Rien n’est plus différent que le soir et le matin. Le lever du jour est un prélude, son coucher une ouverture qui se produirait la fin au lieu du commencement comme dans les vieux opéras. Le visage du soleil annonce les moments qui vont suivre, sombre et livide si les premières heures de la matinée doivent être pluvieuses ; rose, léger, mousseux quand une claire lumière va briller. […] Pour le coucher du soleil, c’est autre chose ; il s’agit d’une représentation complète avec un début, un milieu et une fin. Et ce spectacle offre une sorte d’image en réduction des combats, des triomphes et des défaites qui se sont succédé pendant douze heures de façon palpable, mais aussi plus ralentie. L’aube n’est que le début du jour. Le crépuscule en est une répétition.
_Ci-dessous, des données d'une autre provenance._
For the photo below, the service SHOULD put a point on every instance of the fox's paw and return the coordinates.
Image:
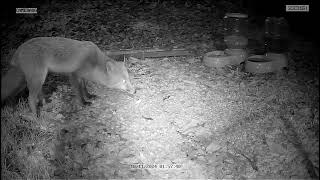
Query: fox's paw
(86, 103)
(92, 96)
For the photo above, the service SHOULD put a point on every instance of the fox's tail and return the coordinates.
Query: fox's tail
(12, 83)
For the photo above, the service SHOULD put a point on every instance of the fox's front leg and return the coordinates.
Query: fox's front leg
(77, 87)
(85, 90)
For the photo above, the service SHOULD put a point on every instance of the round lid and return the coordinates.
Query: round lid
(237, 15)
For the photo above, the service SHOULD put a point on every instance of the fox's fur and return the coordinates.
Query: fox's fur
(81, 60)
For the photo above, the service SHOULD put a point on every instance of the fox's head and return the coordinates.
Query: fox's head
(115, 76)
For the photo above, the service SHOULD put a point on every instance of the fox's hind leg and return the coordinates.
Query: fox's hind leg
(77, 87)
(34, 84)
(85, 90)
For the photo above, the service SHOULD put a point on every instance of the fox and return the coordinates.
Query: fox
(82, 61)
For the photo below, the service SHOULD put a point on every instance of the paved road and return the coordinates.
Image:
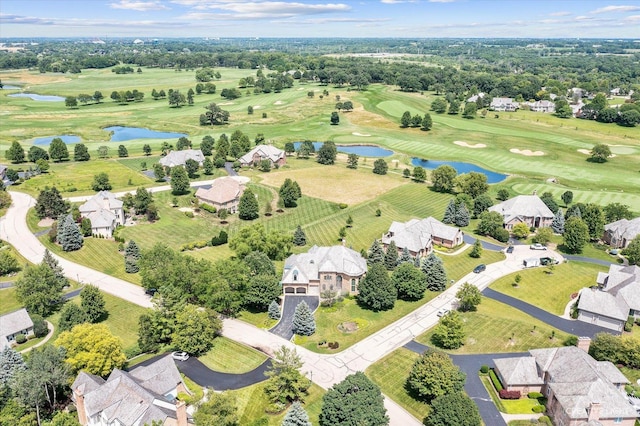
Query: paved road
(284, 328)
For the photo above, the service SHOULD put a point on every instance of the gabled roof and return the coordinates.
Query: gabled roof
(523, 206)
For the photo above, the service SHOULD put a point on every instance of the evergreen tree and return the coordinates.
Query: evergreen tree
(303, 322)
(391, 256)
(558, 222)
(274, 310)
(376, 253)
(299, 237)
(450, 212)
(435, 274)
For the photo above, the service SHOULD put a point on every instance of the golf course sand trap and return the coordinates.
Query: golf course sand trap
(467, 145)
(526, 152)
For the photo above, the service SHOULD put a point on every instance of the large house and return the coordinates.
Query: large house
(224, 193)
(275, 156)
(104, 211)
(528, 209)
(580, 390)
(12, 324)
(619, 234)
(179, 158)
(419, 236)
(335, 268)
(143, 396)
(615, 299)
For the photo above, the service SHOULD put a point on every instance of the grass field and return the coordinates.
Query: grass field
(497, 327)
(550, 292)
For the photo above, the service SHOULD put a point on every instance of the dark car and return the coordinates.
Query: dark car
(479, 268)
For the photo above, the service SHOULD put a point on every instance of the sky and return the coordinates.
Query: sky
(314, 18)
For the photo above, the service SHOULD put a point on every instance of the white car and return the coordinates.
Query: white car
(180, 356)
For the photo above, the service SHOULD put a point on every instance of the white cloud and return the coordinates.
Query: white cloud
(140, 6)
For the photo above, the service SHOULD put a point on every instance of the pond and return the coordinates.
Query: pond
(361, 150)
(492, 177)
(36, 97)
(122, 134)
(46, 140)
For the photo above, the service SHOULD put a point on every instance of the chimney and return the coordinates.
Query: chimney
(594, 412)
(584, 343)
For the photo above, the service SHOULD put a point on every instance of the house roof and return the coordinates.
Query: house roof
(179, 158)
(269, 152)
(15, 322)
(308, 266)
(522, 206)
(222, 190)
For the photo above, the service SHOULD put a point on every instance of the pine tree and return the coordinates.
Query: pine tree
(274, 310)
(131, 258)
(450, 212)
(296, 416)
(391, 256)
(435, 274)
(376, 254)
(299, 237)
(303, 322)
(558, 222)
(462, 216)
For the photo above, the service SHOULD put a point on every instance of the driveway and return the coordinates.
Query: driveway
(284, 326)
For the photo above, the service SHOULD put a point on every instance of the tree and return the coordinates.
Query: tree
(179, 181)
(286, 383)
(92, 303)
(375, 290)
(454, 409)
(409, 281)
(195, 329)
(327, 153)
(303, 322)
(101, 182)
(380, 167)
(220, 409)
(600, 153)
(469, 297)
(15, 153)
(248, 206)
(354, 401)
(436, 276)
(299, 237)
(58, 150)
(576, 235)
(81, 153)
(443, 178)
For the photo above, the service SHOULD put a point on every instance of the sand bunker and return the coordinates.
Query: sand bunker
(465, 144)
(526, 152)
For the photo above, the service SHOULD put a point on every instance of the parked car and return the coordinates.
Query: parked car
(479, 268)
(180, 356)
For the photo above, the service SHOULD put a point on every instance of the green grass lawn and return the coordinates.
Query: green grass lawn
(496, 327)
(391, 373)
(550, 292)
(228, 356)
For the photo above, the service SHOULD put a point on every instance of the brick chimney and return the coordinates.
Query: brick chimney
(584, 343)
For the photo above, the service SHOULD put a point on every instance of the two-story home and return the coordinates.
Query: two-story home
(335, 268)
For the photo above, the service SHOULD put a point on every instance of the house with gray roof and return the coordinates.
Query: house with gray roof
(527, 209)
(253, 158)
(12, 324)
(613, 300)
(419, 236)
(620, 233)
(579, 389)
(179, 158)
(104, 211)
(139, 397)
(335, 268)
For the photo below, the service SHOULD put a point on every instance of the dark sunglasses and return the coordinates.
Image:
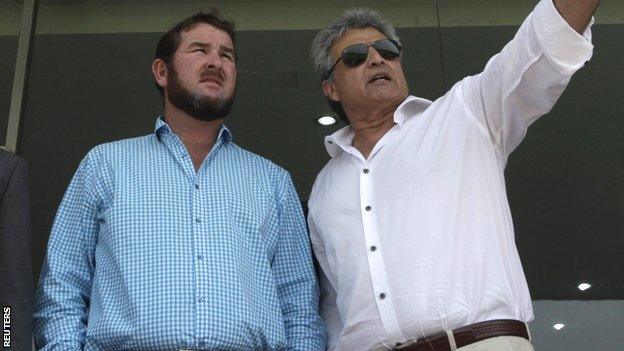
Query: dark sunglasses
(354, 55)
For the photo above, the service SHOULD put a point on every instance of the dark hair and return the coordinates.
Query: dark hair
(170, 41)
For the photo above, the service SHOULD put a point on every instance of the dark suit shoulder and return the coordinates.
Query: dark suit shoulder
(10, 164)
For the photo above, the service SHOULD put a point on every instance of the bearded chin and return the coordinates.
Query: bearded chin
(203, 108)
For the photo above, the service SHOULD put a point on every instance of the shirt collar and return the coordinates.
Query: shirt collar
(162, 128)
(343, 137)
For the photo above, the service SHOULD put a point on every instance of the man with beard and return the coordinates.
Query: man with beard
(181, 239)
(409, 220)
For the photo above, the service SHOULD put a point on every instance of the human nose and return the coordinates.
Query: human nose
(373, 57)
(214, 61)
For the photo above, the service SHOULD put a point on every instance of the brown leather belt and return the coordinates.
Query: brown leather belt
(468, 335)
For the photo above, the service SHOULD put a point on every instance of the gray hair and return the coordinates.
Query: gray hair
(354, 18)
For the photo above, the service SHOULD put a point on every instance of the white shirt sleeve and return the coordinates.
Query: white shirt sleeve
(526, 78)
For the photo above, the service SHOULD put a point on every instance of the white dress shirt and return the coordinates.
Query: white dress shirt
(418, 237)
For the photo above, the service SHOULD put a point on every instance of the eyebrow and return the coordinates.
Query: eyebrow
(223, 48)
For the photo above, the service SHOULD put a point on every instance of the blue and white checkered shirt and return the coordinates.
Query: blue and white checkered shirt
(147, 254)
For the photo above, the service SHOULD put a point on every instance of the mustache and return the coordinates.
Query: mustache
(211, 74)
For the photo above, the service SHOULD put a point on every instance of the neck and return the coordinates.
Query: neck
(197, 136)
(370, 126)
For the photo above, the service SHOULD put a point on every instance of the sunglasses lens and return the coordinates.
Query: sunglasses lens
(354, 55)
(387, 49)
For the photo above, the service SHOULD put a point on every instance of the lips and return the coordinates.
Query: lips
(380, 76)
(212, 77)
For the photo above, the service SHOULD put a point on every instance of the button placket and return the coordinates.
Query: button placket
(377, 269)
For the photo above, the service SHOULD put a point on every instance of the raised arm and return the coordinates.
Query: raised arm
(577, 13)
(526, 78)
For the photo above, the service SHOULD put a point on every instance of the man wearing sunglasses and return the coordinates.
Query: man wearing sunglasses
(409, 220)
(181, 239)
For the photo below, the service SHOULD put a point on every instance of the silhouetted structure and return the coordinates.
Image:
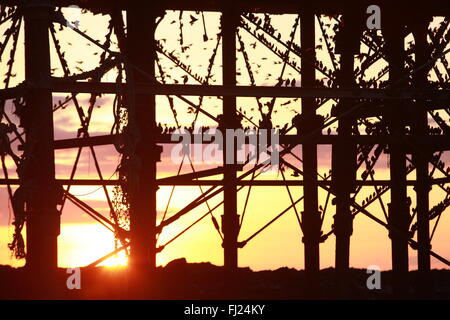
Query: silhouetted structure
(402, 106)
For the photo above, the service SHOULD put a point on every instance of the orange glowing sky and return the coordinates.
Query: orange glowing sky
(83, 241)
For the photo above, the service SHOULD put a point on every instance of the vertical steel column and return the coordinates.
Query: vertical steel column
(398, 209)
(230, 218)
(310, 216)
(420, 128)
(38, 170)
(344, 153)
(141, 52)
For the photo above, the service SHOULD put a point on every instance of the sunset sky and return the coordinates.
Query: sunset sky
(82, 240)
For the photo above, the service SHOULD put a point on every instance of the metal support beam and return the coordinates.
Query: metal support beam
(37, 171)
(142, 176)
(423, 187)
(344, 154)
(230, 218)
(310, 216)
(394, 33)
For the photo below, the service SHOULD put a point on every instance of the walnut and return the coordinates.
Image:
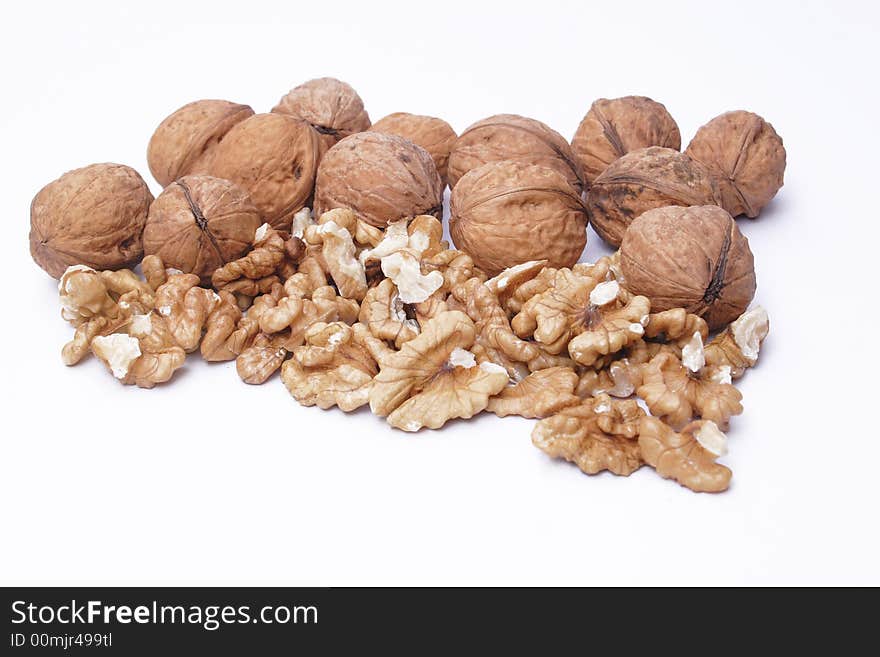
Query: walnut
(507, 213)
(614, 127)
(433, 134)
(332, 107)
(687, 457)
(331, 369)
(597, 434)
(433, 378)
(381, 177)
(747, 157)
(92, 216)
(200, 223)
(517, 138)
(275, 158)
(736, 348)
(692, 258)
(642, 180)
(184, 143)
(538, 395)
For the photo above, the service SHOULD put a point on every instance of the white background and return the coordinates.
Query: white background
(210, 481)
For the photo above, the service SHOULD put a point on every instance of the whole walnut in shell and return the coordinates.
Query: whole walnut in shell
(381, 178)
(200, 223)
(275, 158)
(507, 213)
(642, 180)
(332, 107)
(614, 127)
(433, 134)
(694, 258)
(184, 142)
(747, 157)
(91, 216)
(513, 137)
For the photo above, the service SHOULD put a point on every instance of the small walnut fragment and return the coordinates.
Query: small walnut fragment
(597, 434)
(687, 457)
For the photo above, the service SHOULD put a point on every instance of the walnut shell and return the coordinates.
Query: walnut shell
(512, 137)
(506, 213)
(91, 216)
(694, 258)
(382, 178)
(275, 158)
(200, 223)
(332, 107)
(184, 142)
(642, 180)
(433, 134)
(747, 157)
(614, 127)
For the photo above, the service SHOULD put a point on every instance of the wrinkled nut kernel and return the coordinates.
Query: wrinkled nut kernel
(687, 457)
(199, 223)
(380, 177)
(433, 134)
(516, 138)
(746, 156)
(184, 143)
(614, 127)
(598, 434)
(692, 258)
(506, 213)
(92, 216)
(332, 107)
(642, 180)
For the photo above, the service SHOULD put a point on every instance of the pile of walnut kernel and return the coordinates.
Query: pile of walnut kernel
(362, 302)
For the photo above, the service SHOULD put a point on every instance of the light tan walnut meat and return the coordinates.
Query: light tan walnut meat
(687, 457)
(598, 434)
(433, 134)
(184, 143)
(92, 216)
(200, 223)
(516, 138)
(433, 378)
(275, 158)
(382, 178)
(614, 127)
(692, 258)
(332, 368)
(642, 180)
(747, 157)
(507, 213)
(332, 107)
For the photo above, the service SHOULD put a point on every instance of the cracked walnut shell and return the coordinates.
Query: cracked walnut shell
(693, 258)
(508, 213)
(614, 127)
(92, 216)
(200, 223)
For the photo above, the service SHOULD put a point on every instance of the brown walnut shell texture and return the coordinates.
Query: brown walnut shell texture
(433, 134)
(694, 258)
(747, 157)
(614, 127)
(200, 223)
(642, 180)
(92, 216)
(332, 107)
(506, 213)
(513, 137)
(184, 142)
(381, 178)
(275, 158)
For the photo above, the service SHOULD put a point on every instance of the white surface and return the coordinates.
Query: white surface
(210, 481)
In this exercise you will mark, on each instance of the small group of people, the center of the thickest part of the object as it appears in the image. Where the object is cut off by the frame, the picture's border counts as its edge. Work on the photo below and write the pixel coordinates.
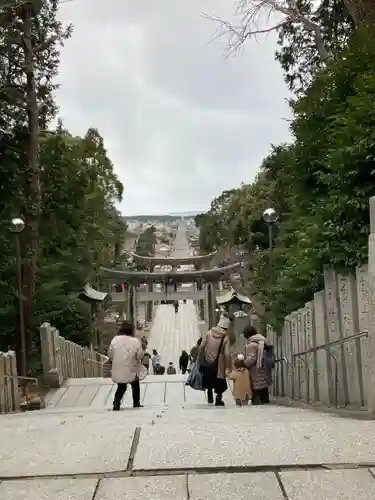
(250, 372)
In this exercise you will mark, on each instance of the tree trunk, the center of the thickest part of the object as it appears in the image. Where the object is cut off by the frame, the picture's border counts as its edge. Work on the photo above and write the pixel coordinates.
(362, 11)
(32, 212)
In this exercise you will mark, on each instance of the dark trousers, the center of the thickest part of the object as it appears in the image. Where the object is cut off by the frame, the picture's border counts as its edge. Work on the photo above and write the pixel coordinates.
(260, 397)
(121, 389)
(219, 386)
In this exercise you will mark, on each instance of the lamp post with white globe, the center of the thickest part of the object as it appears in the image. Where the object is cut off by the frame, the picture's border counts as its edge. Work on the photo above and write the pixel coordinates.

[…] Le souvenir est la vie même, mais d’une autre qualité. Aussi est-ce quand le soleil s’abaisse vers la surface polie d’une eau calme, telle l’obole d’un céleste avare, ou quand son disque découpe la crête des montagnes comme une feuille dure et dentelée, que l’homme trouve par excellence, dans une courte fantasmagorie, la révélation des forces opaques dont, au fond de lui-même et tout le long du jour, il a vaguement perçu les obscurs conflits.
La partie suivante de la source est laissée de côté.